Teratología del sueño

Jean Cocteau (1889-1963) es uno de los artistas más versátiles que ha dado Francia. Su dispersión artística generó dudas acerca de su talento, pero él fue esencialmente un poeta, un poeta que hizo novelas, obras de teatro o películas tan inmortales como La Bella y la Bestia u Orfeo. El símbolo de Cocteau era una estrella con la que rubricaba sus obras, una estrella cuyas puntas simbolizaban cada una de sus facetas artísticas. Esa misma estrella aparece en los títulos de crédito de La bella y la bestia, escrita en una pizarra, mientras una voz en off dice: “…Y para que pueda funcionar la magia de este cuento, dejadme empezar con esas dos palabras que son el “Ábrete, sésamo” de nuestra infancia: "Érase una vez…”.
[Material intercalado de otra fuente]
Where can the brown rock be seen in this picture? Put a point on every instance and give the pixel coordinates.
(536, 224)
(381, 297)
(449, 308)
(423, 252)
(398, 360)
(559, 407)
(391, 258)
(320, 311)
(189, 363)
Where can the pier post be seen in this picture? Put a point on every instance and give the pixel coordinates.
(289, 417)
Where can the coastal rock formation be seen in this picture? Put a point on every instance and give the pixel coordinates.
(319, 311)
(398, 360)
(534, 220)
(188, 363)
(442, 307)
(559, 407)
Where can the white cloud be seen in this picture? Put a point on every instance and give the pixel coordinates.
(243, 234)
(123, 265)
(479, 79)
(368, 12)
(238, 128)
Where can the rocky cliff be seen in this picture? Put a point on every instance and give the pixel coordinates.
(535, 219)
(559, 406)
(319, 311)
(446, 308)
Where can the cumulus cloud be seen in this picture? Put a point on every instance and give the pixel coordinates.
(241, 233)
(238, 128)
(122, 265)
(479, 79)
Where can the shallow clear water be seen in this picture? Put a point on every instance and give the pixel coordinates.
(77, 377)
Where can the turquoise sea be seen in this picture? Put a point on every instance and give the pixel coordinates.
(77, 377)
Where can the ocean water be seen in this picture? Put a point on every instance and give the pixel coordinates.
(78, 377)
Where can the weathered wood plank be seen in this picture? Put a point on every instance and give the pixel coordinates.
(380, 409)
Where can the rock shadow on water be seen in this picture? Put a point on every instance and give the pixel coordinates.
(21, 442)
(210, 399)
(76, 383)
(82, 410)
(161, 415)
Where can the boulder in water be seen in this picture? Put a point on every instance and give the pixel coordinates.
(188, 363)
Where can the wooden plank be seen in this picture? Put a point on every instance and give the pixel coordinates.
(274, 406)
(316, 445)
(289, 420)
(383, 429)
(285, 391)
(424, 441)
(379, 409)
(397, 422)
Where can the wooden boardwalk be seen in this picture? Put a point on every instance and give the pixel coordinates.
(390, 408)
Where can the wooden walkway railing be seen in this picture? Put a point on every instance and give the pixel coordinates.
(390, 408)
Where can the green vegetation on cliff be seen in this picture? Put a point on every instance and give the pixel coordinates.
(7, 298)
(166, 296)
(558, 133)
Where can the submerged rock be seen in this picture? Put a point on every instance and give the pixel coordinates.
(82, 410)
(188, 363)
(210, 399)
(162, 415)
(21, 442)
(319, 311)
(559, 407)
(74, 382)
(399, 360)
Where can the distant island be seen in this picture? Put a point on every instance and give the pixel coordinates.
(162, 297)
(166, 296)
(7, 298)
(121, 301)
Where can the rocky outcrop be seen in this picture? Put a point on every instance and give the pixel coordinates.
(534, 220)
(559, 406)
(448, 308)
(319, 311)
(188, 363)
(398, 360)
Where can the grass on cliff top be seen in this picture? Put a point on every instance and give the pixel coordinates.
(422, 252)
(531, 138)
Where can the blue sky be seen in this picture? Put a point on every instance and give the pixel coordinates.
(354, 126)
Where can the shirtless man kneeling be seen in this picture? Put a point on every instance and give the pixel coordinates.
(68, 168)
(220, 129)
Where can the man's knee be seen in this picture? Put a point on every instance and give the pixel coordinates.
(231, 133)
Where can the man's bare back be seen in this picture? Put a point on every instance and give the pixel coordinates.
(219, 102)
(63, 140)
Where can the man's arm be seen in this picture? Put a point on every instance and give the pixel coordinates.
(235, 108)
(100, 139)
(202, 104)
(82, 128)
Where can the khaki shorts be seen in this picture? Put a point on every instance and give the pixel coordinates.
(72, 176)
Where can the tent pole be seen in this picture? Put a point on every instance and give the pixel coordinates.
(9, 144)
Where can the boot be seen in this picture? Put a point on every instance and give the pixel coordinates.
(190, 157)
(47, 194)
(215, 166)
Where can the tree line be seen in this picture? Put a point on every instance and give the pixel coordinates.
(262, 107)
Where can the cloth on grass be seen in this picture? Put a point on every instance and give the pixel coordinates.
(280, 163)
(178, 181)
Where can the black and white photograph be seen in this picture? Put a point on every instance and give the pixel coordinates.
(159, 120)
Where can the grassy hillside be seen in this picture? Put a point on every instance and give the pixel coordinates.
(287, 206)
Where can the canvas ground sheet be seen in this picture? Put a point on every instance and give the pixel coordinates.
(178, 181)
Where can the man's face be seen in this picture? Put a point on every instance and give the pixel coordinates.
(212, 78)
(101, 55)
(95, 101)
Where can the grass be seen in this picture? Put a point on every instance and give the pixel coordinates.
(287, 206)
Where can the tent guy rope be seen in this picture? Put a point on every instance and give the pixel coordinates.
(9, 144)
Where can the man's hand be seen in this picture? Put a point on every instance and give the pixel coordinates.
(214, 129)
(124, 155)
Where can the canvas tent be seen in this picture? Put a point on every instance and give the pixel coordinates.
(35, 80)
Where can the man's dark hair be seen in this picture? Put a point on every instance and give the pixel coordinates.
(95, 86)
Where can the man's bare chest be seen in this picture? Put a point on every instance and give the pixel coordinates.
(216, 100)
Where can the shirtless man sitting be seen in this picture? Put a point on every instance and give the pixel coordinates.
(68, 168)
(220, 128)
Lluís Rueda | Tras la segunda guerra mundial, el poeta, novelista, dramaturgo, pintor, cineasta y pensador, Jean Cocteau, realizó algunas de las mejores obras cinematográficas de su carrera. El cine francés encontraría en la figura de Cocteau a un auténtico renovador de los códigos fílmicos, a un auteur capaz de hilvanar un tapiz en el que concentrar cuantas disciplinas artísticas tuviera a mano y todo con un único propósito: buscar en la imagen un poder de sugestión supranarrativo, una puesta en escena hipnótica y cargada de simbolismo. Películas como El Baron Fantasma (Le Baron Fantôme, 1943), El eterno retorno (L´eternel Retour, 1944), La bella y la bestia (La Belle et la Bète, 1946), El águila de dos cabezas (Láigie a deux tétes, 1948) u Orfeo (Orphée, 1950) son algunos ejemplos de su extraordinario legado.

Cocteau es un artista del icono, un mago que ama los parajes misteriosos, los espejos, los bustos de mármol, los cinturones estrellados, los buques, las cajas de música, los maniquíes mecánicos o las bolas de cristal.
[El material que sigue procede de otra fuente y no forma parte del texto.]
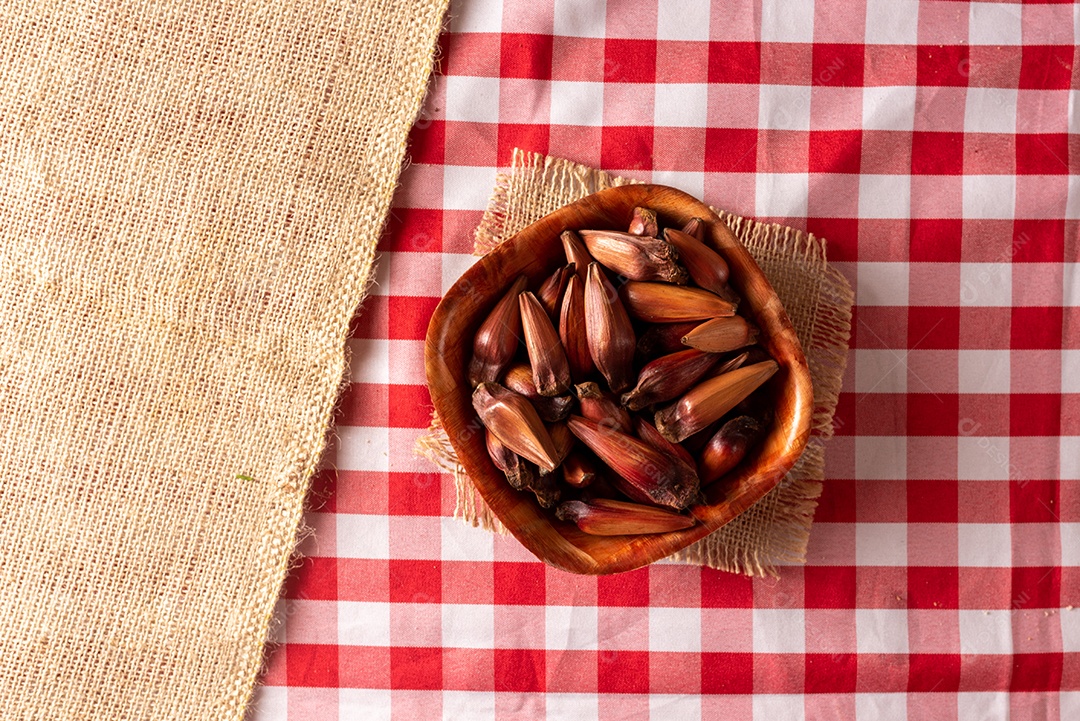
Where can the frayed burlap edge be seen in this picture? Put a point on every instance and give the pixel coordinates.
(818, 299)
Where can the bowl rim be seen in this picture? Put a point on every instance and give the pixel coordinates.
(481, 286)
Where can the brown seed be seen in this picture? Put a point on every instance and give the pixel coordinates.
(551, 371)
(603, 408)
(635, 257)
(496, 341)
(662, 302)
(550, 294)
(669, 377)
(571, 330)
(609, 331)
(644, 222)
(721, 335)
(607, 517)
(642, 472)
(728, 447)
(711, 399)
(648, 433)
(514, 421)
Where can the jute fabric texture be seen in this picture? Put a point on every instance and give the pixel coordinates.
(817, 297)
(190, 196)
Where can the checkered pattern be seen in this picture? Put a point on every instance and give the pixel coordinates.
(936, 146)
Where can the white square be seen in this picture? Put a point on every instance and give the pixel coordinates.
(989, 110)
(994, 24)
(682, 105)
(787, 22)
(881, 630)
(577, 103)
(683, 19)
(783, 107)
(986, 285)
(576, 706)
(363, 623)
(363, 448)
(780, 630)
(880, 371)
(1069, 458)
(468, 626)
(367, 704)
(687, 181)
(580, 19)
(982, 458)
(467, 188)
(464, 543)
(989, 196)
(675, 629)
(880, 544)
(880, 458)
(472, 99)
(984, 545)
(362, 535)
(889, 108)
(982, 705)
(570, 627)
(786, 706)
(983, 371)
(892, 22)
(880, 707)
(468, 705)
(368, 361)
(781, 194)
(881, 284)
(885, 195)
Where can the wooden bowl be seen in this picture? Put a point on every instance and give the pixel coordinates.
(537, 252)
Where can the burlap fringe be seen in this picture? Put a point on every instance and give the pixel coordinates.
(819, 299)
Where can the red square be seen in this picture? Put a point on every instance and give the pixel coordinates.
(1042, 153)
(520, 669)
(932, 502)
(630, 60)
(518, 583)
(936, 153)
(623, 671)
(933, 327)
(935, 240)
(1036, 328)
(933, 587)
(1035, 415)
(727, 672)
(416, 667)
(1047, 67)
(838, 64)
(730, 150)
(415, 582)
(734, 63)
(629, 588)
(835, 151)
(626, 148)
(1038, 241)
(526, 55)
(942, 65)
(932, 413)
(311, 665)
(829, 586)
(831, 672)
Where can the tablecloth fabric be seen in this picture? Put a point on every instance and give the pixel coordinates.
(936, 146)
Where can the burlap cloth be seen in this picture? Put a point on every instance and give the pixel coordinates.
(190, 196)
(817, 297)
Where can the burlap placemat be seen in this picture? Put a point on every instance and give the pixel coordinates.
(818, 299)
(190, 196)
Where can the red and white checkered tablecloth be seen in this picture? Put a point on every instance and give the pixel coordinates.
(936, 146)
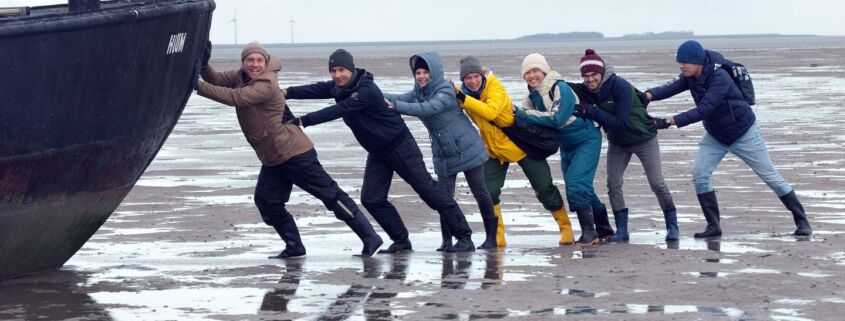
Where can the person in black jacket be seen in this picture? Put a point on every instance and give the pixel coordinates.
(730, 125)
(390, 146)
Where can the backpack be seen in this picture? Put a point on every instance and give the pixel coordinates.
(741, 79)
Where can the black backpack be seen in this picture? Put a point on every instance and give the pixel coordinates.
(741, 79)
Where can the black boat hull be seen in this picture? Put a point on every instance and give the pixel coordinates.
(87, 101)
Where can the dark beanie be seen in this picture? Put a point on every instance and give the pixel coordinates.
(690, 52)
(470, 64)
(419, 63)
(341, 58)
(592, 62)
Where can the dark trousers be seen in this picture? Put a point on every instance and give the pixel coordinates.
(276, 182)
(406, 160)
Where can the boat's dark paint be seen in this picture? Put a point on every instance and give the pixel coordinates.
(86, 101)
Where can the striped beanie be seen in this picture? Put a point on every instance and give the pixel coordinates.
(591, 62)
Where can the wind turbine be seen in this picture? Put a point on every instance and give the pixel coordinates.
(235, 21)
(291, 29)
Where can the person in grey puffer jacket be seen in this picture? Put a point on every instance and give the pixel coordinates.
(456, 145)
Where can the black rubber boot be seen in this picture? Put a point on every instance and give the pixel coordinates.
(710, 207)
(794, 205)
(447, 237)
(293, 243)
(589, 236)
(397, 247)
(603, 227)
(491, 224)
(464, 244)
(362, 227)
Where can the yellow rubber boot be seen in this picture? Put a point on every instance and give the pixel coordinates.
(565, 225)
(500, 231)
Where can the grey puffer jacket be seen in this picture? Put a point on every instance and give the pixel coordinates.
(455, 143)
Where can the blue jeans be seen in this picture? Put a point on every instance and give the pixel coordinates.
(750, 147)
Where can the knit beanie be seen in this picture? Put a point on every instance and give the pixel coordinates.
(419, 63)
(254, 47)
(592, 62)
(690, 52)
(535, 60)
(341, 58)
(470, 64)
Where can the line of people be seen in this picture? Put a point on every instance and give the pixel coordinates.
(575, 111)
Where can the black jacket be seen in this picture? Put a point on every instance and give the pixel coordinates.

Quizás, su filme más reconocible (y el que más ha perdurado en la memoria de los amantes del cine fantástico) sea La bella y la bestia, una cinta de aparente linealidad narrativa (sobre todo si lo comparamos con Orfeo), filme que contiene unos planteamientos estéticos revolucionarios refrendados por una realización cuanto menos valiente).

Jean Cocteu nunca ocultó en sus obras fílmicas su adhesión al movimiento surrealista, filiación que, al igual que Luis Buñuel, iría estilizando en un intento por desmarcarse del cine experimental (o poético-surrealista) de sus primeras obras para tratar de acomodar con menor fiereza (e irreverencia) su imaginario onírico.

Cocteau es un artista del icono, un mago que ama los parajes misteriosos, los espejos, los bustos de mármol, los cinturones estrellados, los buques, las cajas de música, los maniquíes mecánicos o las bolas de cristal. Su arte se nutre de un universo de símbolos y de objetos que ocultan rincones donde proyectar sombras. Quizás la más exacta definición de su cine la encontremos en unas palabras de Georges Allary (1): "En los films de Cocteau la palabra y la imagen no se estorban jamás; sino que se complementan, creando una milagrosa unidad… Se los contempla, se los escucha como las obras maestras de un museo, como se escucha un poema."

No es de extrañar que el realizador francés encontrara en la fábula clásica La bella y la bestia, que data de 1550 y que fue reescrita en el siglo XVII por Madam Le Prince de Beaumont, el vehículo perfecto para condensar su universo. El relato, enriquecido en su origen por el imaginario perverso y cruel del cuento infantil adicional, se antojaba ideal para reformular la estética del argumento e introducir una revisión autoral de la eterna lucha entre el bien y el mal.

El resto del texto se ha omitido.